UNITED STATES OF AMERICA v. JUAN PAULINO, Appellant
Juan Paulino, a federal prisoner proceeding pro se, appeals from the District Court's order denying his motion to reduce his sentence pursuant to 18 U.S.C. § 3582(c)(2). We will summarily affirm.
On April 23, 2015, Paulino pleaded guilty in the United States District Court for the District of New Jersey to one count of illegal reentry, in violation of 8 U.S.C. § 1326(a), (b)(2) (illegal reentry where the prior “removal was subsequent to a conviction for commission of an aggravated felony”). On November 12, 2015, the District Court sentenced him to a term of fifty-seven months' imprisonment in accordance with the United States Sentencing Guidelines in effect at that time. See U.S.S.G. §§ 1B1.11(a); 2L1.2(b)(1)(A)(ii) (amended 2016). Paulino did not pursue a direct appeal. Approximately one year later, he filed a motion to reduce his sentence pursuant to 18 U.S.C. § 3582(c)(2) based on Amendment 802 to the Sentencing Guidelines, which reduced the level of enhancements for an alien like Paulino who has been convicted of illegal reentry after having been previously removed for his criminal conduct. See U.S. Sentencing Guidelines Manual app. C, amend. 802, at 155-56 (U.S. Sentencing Comm'n 2016). The District Court denied the motion. Paulino timely appealed.

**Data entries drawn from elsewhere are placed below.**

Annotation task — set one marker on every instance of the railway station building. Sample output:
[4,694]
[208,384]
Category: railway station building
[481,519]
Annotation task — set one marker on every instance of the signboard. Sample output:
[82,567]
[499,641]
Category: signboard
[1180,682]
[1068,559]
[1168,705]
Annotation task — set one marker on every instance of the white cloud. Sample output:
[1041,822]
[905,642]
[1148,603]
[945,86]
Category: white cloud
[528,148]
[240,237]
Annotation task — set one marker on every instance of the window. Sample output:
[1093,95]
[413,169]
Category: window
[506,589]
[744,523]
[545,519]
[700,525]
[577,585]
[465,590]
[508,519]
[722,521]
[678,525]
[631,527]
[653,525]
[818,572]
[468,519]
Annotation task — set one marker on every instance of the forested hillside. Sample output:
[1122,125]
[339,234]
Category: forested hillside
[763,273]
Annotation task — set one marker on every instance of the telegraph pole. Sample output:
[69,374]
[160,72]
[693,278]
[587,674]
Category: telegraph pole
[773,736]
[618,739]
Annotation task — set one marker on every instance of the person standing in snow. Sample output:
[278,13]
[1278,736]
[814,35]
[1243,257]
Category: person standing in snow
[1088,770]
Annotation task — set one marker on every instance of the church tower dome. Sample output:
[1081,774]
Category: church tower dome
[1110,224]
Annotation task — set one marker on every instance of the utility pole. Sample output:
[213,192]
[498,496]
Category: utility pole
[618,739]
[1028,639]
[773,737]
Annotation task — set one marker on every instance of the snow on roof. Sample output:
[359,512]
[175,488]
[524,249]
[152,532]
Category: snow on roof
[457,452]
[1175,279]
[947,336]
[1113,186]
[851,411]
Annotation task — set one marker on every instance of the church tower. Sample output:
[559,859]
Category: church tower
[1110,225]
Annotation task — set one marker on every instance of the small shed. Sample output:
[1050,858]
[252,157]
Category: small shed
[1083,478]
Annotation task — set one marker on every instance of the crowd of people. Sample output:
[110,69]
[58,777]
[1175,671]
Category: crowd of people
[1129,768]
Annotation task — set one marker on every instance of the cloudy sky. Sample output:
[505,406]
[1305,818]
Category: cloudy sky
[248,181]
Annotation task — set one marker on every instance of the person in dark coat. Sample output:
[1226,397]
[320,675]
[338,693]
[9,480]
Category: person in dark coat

We have jurisdiction over the appeal under 28 U.S.C. § 1291. We exercise plenary review of the District Court's interpretation of the Sentencing Guidelines and review the denial of Paulino's § 3582(c)(2) motion for abuse of discretion. See United States v. Mateo, 560 F.3d 152, 154 (3d Cir. 2009).

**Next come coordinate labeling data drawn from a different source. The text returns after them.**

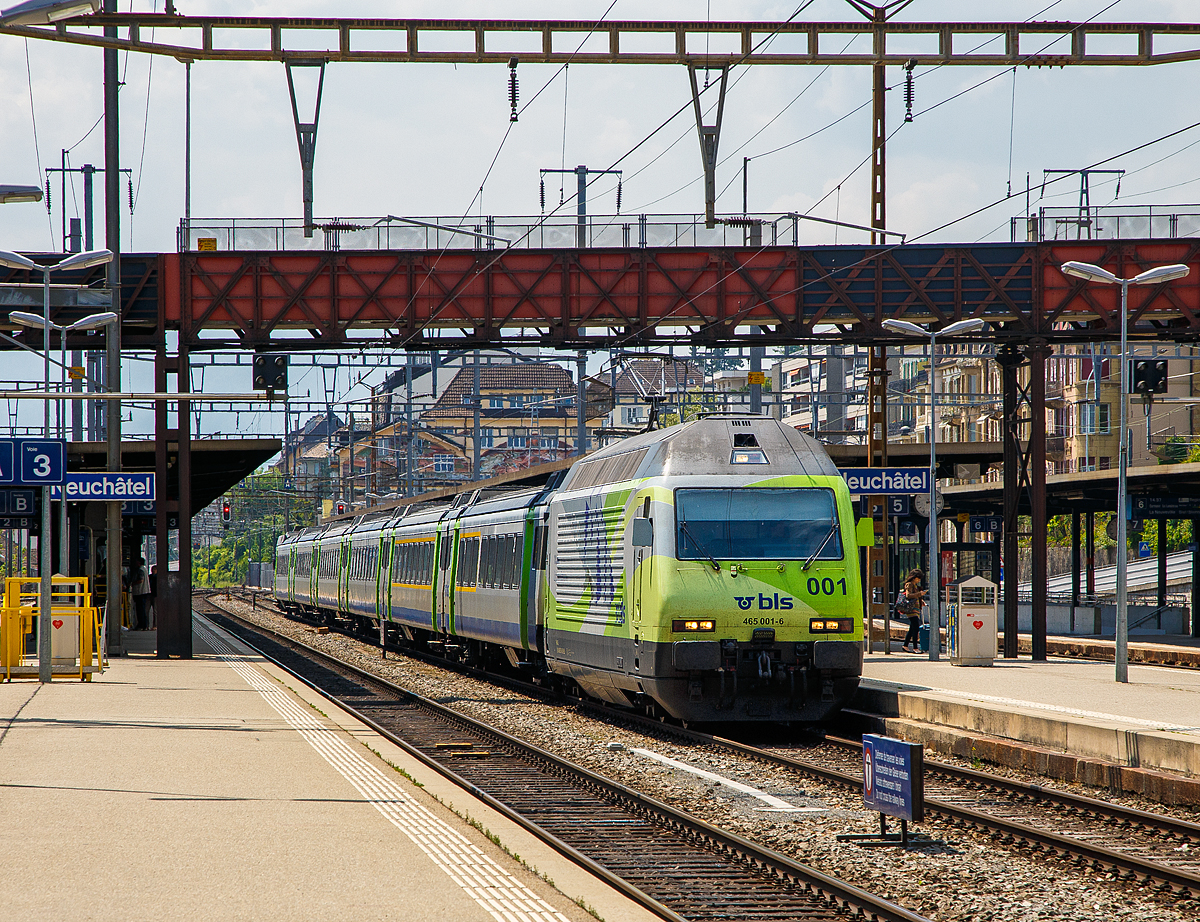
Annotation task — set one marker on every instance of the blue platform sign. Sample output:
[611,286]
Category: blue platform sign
[33,461]
[985,524]
[875,480]
[894,777]
[125,486]
[16,502]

We will summarily affirm the District Court's order because no substantial question is presented by this appeal. See Third Cir. LAR 27.4 and I.O.P. 10.6. “While district courts are generally prohibited from ‘modify[ing] a term of imprisonment once it has been imposed,’ a defendant may be eligible for a reduction of sentence if the sentence was ‘based on a sentencing range that has subsequently been lowered by the Sentencing Commission’ and if ‘a reduction is consistent with applicable policy statements issued by the Sentencing Commission.’ ” United States v. Flemming, 723 F.3d 407, 410 (3d Cir. 2013) (quoting 18 U.S.C. § 3582(c)(2)). The relevant policy statement, in turn, permits a reduction only if the Sentencing Commission has made the amendment retroactive in § 1B1.10(d). United States v. Thompson, 70 F.3d 279, 281 (3d Cir. 1995) (stating that an amendment cannot be applied retroactively if it is not listed in former § 1B1.10(c), now § 1B1.10(d)). Because Amendment 802 is not listed in § 1B1.10(d), the District Court correctly concluded that it was not permitted to modify Paulino's sentence.
Accordingly, we will summarily affirm the District Court's order. See 3d Cir. LAR 27.4; 3d Cir. I.O.P. 10.6.
FOOTNOTE. This disposition is not an opinion of the full Court and pursuant to I.O.P. 5.7 does not constitute binding precedent.